This is such an important point! I'm new to navigating Social Security and this whole thread has been eye-opening. It's really concerning that the first representative gave such wrong information about something so significant. I'm wondering - is there a way to report when reps give incorrect information like this? It seems like other people could be getting turned away when they're actually entitled to benefits. Also, are there any reliable resources or websites where we can double-check information before or after SSA appointments to make sure we're getting accurate guidance?

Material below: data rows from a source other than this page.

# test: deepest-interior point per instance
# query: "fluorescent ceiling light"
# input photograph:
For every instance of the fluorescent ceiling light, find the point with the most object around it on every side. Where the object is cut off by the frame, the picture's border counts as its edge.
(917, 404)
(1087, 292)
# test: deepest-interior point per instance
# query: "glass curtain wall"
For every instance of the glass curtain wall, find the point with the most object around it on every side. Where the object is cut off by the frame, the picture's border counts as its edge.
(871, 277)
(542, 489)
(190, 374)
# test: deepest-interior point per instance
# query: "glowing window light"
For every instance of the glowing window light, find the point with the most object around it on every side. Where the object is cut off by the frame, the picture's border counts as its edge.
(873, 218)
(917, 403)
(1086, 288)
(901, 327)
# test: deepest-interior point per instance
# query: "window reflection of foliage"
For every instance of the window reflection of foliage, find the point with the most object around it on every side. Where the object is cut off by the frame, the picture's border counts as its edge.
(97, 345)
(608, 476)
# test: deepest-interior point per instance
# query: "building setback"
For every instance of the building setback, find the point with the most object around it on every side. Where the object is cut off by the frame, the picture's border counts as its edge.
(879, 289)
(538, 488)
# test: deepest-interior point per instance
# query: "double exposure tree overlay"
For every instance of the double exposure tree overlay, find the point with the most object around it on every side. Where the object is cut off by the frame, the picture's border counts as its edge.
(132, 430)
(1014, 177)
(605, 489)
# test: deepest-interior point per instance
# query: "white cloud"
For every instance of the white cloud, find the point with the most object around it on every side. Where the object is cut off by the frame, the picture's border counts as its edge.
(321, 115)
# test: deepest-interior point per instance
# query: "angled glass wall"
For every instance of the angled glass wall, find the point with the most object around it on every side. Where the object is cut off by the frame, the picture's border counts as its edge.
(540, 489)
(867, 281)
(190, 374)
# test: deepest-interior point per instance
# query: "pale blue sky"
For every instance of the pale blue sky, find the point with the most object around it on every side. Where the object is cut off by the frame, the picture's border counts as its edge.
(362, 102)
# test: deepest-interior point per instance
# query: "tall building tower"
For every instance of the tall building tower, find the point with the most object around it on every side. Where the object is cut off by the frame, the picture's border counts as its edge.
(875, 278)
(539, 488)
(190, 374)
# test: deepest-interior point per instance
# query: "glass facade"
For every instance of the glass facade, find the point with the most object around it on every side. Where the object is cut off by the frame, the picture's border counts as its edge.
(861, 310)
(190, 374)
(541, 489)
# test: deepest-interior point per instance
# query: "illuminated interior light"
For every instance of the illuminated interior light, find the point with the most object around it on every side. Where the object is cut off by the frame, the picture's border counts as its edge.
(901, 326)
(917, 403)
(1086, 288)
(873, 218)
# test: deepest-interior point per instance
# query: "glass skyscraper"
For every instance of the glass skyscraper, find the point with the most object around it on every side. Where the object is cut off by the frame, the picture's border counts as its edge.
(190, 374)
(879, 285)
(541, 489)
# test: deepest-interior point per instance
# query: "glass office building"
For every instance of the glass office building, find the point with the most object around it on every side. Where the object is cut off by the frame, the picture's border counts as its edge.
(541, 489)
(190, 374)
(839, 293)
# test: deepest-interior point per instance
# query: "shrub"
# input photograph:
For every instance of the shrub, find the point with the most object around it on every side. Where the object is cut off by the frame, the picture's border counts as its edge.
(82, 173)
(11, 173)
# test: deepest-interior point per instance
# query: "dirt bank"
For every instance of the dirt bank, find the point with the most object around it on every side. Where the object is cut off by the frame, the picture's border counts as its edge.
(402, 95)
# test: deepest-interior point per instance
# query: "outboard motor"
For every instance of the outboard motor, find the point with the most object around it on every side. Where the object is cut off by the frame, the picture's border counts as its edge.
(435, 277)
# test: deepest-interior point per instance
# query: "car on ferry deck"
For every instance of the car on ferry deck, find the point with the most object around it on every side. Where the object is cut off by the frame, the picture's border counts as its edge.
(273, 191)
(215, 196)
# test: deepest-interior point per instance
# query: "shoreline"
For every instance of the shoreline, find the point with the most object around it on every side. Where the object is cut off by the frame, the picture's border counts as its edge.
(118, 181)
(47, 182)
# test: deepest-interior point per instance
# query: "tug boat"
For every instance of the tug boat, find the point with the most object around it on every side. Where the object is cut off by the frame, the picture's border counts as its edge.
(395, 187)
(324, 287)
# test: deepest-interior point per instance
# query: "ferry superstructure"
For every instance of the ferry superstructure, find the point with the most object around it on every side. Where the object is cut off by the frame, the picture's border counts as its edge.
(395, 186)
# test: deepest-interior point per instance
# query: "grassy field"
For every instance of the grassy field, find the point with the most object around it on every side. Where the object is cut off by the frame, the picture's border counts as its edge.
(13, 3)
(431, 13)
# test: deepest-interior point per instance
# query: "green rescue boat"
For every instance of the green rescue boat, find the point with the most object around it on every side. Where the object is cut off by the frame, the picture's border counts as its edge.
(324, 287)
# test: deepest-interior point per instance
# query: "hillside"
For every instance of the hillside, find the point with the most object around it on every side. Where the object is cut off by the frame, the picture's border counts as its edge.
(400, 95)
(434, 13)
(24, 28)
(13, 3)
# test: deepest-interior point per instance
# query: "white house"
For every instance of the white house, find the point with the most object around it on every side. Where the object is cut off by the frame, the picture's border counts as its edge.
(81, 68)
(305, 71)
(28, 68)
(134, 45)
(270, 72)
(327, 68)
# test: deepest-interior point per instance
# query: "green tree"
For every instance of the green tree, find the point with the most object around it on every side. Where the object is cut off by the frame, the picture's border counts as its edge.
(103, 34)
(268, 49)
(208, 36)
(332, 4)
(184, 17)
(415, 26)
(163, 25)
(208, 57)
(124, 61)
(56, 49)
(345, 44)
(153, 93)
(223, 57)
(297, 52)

I started my benefits last year at 62 and I made sure to stay juuuust under the earnings limit. My sister went over by accident and they sent her this scary letter and stopped her benefits for like 3 months! Just keep really good track of what your earning. My boss was cool about it and would let me know when I was getting close to the limit so I could take time off if needed.
That's good advice about tracking earnings carefully! One thing to add though - I've found the SSA's my Social Security online account is really helpful for this. You can check your reported earnings throughout the year to make sure you're staying under the limit. It's not real-time, but it helps catch potential problems before they become big issues at tax time.
Just wanted to add one more important detail that I learned the hard way - make sure you report ALL income sources to SSA when you apply, not just your main job. I forgot to mention some occasional weekend work I did helping neighbors with yard cleanups, and it came back to bite me during their annual review. Even cash payments count toward the earnings limit! Also, if you're getting any 1099 income (like if the garden center classifies you as a contractor instead of an employee), that counts too. The SSA gets copies of all your tax documents anyway, so it's better to be upfront about everything from the start.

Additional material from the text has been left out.